Since we made the decision to exhibit at a regional cannabis show in January, the Portland Cannabis Collaborative Conference at the Portland Expo Center, we’ve been tossing around a lot of ideas on how to approach it. Thought it might be fun to share some notes about what is crossing our minds regarding the show.
First, the Cannabis Collaborative Conference is a relatively small gathering. Around 125 – 130 exhibitors will set up shop for a few days, January 22 – 24, 2019. There will be two days of conferences, breakfasts, lunches and networking. And of course, exhibiting! In discussions with Mary Lou Burton, the organizer, it was apparent that a number of companies that are not directly involved in the cannabis industry exhibit at the show. There are companies involved in banking, insurance, legal, energy reduction, marketing and more. Given that the show is pretty popular, and the industry is growing, we felt it was a good fit to invest in exhibiting at the show as a potential supporting marketing partner of companies in the cannabis industry that do tradeshows.
Now that the decision has been made, what to do?
As any tradeshow planner knows, it all revolves around budget. From booth space, to travel, from the exhibit itself to giveaways and more, budgets must be decided upon and hopefully adhered to.
At first blush, our budget for the show will be modest. Here are some thoughts on what we might do for our 10×10 space – #420. Yes, we’re in #420.
Exhibit: Lots of things to consider. After all, we have access to a lot of styles of exhibits, from pop-up graphic back walls that set up in seconds, to aluminum extrusion framed light boxes, to typical 10×10 exhibits (rental and purchase) to banner stands and more. The first thing that comes to mind is to do a big back drop (maybe even a light box with fabric graphic) with a large striking image, company name, maybe a few bullet points. I’ll work with a professional designer for this – I ain’t a designer.
Giveaways: of course, I have a couple of books that I’ll either giveaway or sell on the cheap. The organizers have said I can sell the books at my booth (some shows direct sales are not allowed, so I checked). We might also come up with some branded swag. If we can find an item that really makes sense for the show that is a good giveaway, we may do that.
PreShow Marketing: the organizers gave me a list of some 2500 people that attended the last show. While it might be helpful to reach out to them via email, our interest is more in the exhibitors – they’re our target market. We might do a couple of email blasts to the group to let them know we’re there and what we do. Email is cheap. Direct mail is probably not a great option, mainly due to the cost. But, even if the attendees aren’t exhibitors, many of them are retail shop owners and are potential customers for other items we can supply. Since I’m active on social media – and especially with the booth number 420 – you can expect that we’ll have a lot of fun both before and during the show promoting both the show and our booth space.
During the show: one thought is to make the rounds at the other exhibits at the very outset of the show opening and invite them to come to booth 420 to pick up a free copy of my book while they last. Once they’re there, we’d be ready to capture their information for follow up. And I think it’s always a good idea to have some sort of thing to do – some interactive element – which bears more thought.

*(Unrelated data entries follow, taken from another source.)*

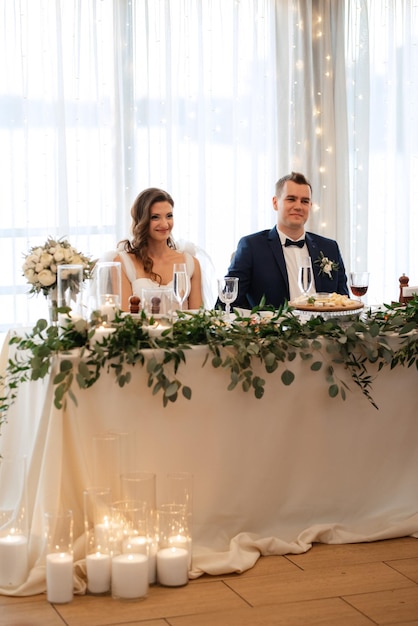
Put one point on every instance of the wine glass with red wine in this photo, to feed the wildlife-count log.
(359, 284)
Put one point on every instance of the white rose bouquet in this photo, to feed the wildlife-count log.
(40, 266)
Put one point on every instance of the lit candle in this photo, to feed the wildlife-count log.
(59, 577)
(129, 576)
(159, 326)
(173, 567)
(182, 541)
(13, 560)
(143, 545)
(98, 572)
(101, 333)
(106, 533)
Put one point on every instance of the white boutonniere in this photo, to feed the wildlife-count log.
(326, 266)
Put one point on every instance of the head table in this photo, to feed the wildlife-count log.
(271, 475)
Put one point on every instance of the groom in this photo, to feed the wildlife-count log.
(267, 262)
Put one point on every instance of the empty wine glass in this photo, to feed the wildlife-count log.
(359, 283)
(228, 292)
(305, 275)
(181, 283)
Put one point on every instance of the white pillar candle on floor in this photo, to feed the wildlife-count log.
(129, 576)
(173, 567)
(102, 332)
(59, 577)
(143, 545)
(13, 560)
(98, 567)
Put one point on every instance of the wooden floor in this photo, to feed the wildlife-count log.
(345, 585)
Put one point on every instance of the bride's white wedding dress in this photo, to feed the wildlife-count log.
(138, 284)
(190, 250)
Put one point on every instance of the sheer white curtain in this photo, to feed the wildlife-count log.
(212, 100)
(382, 66)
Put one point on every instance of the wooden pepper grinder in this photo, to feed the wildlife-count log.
(134, 304)
(403, 282)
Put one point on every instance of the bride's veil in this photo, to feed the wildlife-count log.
(209, 289)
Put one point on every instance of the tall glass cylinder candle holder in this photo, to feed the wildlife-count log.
(140, 487)
(131, 568)
(70, 292)
(180, 493)
(101, 539)
(174, 546)
(59, 558)
(109, 289)
(13, 522)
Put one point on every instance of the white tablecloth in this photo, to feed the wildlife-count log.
(271, 476)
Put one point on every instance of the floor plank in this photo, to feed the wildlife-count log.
(389, 606)
(332, 612)
(161, 602)
(319, 583)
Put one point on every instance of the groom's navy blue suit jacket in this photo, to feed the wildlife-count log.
(260, 266)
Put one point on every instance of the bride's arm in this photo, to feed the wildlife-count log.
(195, 299)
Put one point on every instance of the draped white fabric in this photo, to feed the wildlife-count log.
(212, 100)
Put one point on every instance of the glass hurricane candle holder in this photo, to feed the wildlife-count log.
(131, 567)
(59, 558)
(100, 539)
(174, 546)
(70, 292)
(158, 307)
(108, 276)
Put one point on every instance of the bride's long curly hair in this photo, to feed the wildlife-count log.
(141, 217)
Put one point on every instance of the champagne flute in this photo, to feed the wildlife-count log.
(359, 283)
(305, 275)
(228, 292)
(181, 283)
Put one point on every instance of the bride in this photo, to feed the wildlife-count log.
(147, 259)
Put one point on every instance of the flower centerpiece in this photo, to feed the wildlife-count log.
(326, 265)
(40, 267)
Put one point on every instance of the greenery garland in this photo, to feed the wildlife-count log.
(274, 338)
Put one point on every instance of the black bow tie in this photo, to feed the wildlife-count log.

At this writing the show is still 182 days away – half a year. And most of these thoughts and notes on what we’ll do is just that – incomplete ideas. Still, I always tell clients that when a show is a half a year away, THAT is the time to be slowly creating the ideas, talking with team members and getting the juices flowing so that as time goes by they will coalesce and become more concrete until they become a plan that can be executed.
Stay tuned! And if you’re planning to be in Portland in mid-January of next year, put this show on your calendar and come see us!
Candy Adams ,
I’ve been writing a blog for the Direct Cannabis Network (DCN) here in San Diego for the past year on exhibiting best practices, have spoken for a number of local cannabis educational organizations, and am part owner in an online hemp CBD company. I’ve attended a few of the larger Southern California trade shows (NCIA, CCIA, etc.), and have found that 1) exhibitors at these events are not savvy marketers since they’ve been hiding in the “cannabis closet” so long, so exhibit marketing is doubly foreign to them (a.k.a. “if you build it they will come”), 2) many exhibitors are start-ups (maybe moreso here since CA is behind OR in when legalization hit) with VERY limited budgets (think banner stands), and 3) what they need most is someone to provide them with a timeline of strategic and tactical to-do’s to maximize their ROI. I’ve also found that none of the shows I attended adhered to the IAEE Guidelines, so even in a linear booth you may be able to have a 10-12′ backwall, no line-of-site rules, full use of cubic content, etc. to differentiate your exhibit. Good luck, Tim, in Booth #420! 🙂
Tim Patterson ,
What you say doesn’t surprise me, Candy. Yes, a lot of companies don’t have experience moving out of the “cannabis closet” so they are challenged from many angles. Like so many industries, I think there are companies that have very limited budgets, along with a few that have deep pockets. It’ll be an interesting industry to watch for the next few years as they find their way in the exhibiting world!